The interceptor drones are used to take down Russian reconnaissance and surveillance drones that locate targets for Russian artillery and for air strikes by manned aircraft or explosives equipped FPV drones that can go after a moving target. Unlike manned aircraft, drones are smaller and slower with top speeds of 100 to 150 kilometers an hour, and only operate at low altitudes under 1,600 meters. Note that these drones are still unable to catch helicopters, which they could damage. Fixed wing aircraft, like jet fighters, are another matter as they rarely fly low enough for the drones to reach, much less hit such a fast moving aircraft. The Ukrainians have been able to incorporate the new killer drone capability into their air defense systems, which means the air defense radars and fire control systems recognize drones large enough and metallic drones to show up on radar. Modern aircraft tracking radars are not designed to detect, much less track, small slow and low flying drones.

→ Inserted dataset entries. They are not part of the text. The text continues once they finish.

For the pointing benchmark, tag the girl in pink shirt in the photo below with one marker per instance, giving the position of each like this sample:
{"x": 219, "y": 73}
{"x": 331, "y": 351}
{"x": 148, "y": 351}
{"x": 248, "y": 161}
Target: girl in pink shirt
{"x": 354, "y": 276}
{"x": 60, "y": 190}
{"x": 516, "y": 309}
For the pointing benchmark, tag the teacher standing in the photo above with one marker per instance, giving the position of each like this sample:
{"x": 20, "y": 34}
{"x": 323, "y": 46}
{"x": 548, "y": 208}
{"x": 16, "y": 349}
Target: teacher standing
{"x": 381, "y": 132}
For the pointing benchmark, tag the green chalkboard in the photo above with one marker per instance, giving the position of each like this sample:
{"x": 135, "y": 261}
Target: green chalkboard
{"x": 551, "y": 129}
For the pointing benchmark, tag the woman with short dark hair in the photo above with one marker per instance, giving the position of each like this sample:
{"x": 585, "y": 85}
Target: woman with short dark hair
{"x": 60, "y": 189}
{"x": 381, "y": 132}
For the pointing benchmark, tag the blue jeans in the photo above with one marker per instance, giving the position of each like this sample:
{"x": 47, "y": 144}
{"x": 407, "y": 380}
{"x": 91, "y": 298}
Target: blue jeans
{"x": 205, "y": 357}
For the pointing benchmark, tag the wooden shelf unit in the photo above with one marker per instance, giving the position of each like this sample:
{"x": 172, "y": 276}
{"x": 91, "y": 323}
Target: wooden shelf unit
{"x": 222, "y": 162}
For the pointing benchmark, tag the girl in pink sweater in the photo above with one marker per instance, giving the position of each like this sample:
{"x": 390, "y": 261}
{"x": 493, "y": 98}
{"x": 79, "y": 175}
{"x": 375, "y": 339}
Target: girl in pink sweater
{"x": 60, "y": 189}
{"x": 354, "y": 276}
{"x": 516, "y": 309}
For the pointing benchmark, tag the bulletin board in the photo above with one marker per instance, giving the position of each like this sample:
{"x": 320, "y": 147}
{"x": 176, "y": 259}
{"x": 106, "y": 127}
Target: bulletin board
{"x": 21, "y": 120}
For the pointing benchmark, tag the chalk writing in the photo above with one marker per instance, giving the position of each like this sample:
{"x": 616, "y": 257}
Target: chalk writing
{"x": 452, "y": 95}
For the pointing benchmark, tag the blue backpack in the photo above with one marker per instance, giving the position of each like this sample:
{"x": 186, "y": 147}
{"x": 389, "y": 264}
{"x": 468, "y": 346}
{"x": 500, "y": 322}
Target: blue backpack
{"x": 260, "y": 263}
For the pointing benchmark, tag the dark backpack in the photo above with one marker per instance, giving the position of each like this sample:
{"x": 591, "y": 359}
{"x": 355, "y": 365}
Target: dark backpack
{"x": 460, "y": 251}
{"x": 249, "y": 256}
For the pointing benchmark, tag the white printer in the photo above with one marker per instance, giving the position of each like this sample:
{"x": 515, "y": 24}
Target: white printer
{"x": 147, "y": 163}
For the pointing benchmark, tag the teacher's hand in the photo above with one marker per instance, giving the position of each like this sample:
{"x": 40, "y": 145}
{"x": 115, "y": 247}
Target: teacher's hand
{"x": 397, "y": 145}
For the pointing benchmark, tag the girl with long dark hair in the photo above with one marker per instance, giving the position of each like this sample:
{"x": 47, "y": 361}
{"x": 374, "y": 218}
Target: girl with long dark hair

The Russian solution to this Ukrainian interference is to send more surveillance drones accompanied by attack drones as a way to overwhelm the Ukrainian air defense system. Sometimes this works, for a while, but the Ukrainians are generally faster to improvise and modify systems that don’t work until they do. Russian forces rely more on massive use of whatever they have. This sometimes works because, as the Russians like to point out, quantity has a quality all its own. That worked until it didn’t as the Ukrainians found ways to quickly overwhelm Russian defensive measures and destroy more of their artillery target spotting and reconnaissance drones in several areas. If the Ukrainians can continue to manufacture lots of these interceptor drones that simply collide with their targets, the Russians are in big trouble because Ukrainian artillery can operate more freely and effectively and suffer lower losses.

So far the Ukrainians have not demonstrated they can mass produce enough of these attack drones to become a major problem for the Russians. Ukraine does have access to large manufacturing facilities in NATO countries. The problem is whether or not NATO countries move quickly enough to provide more manufacturing for new drone designs Ukraine needs. The Ukrainians have become accustomed to innovating and then manufacturing new drones quickly. Manufacturers in the United States, Europe, and Russia are not accustomed to going that way. They might be if, like Ukraine, they were fighting for survival.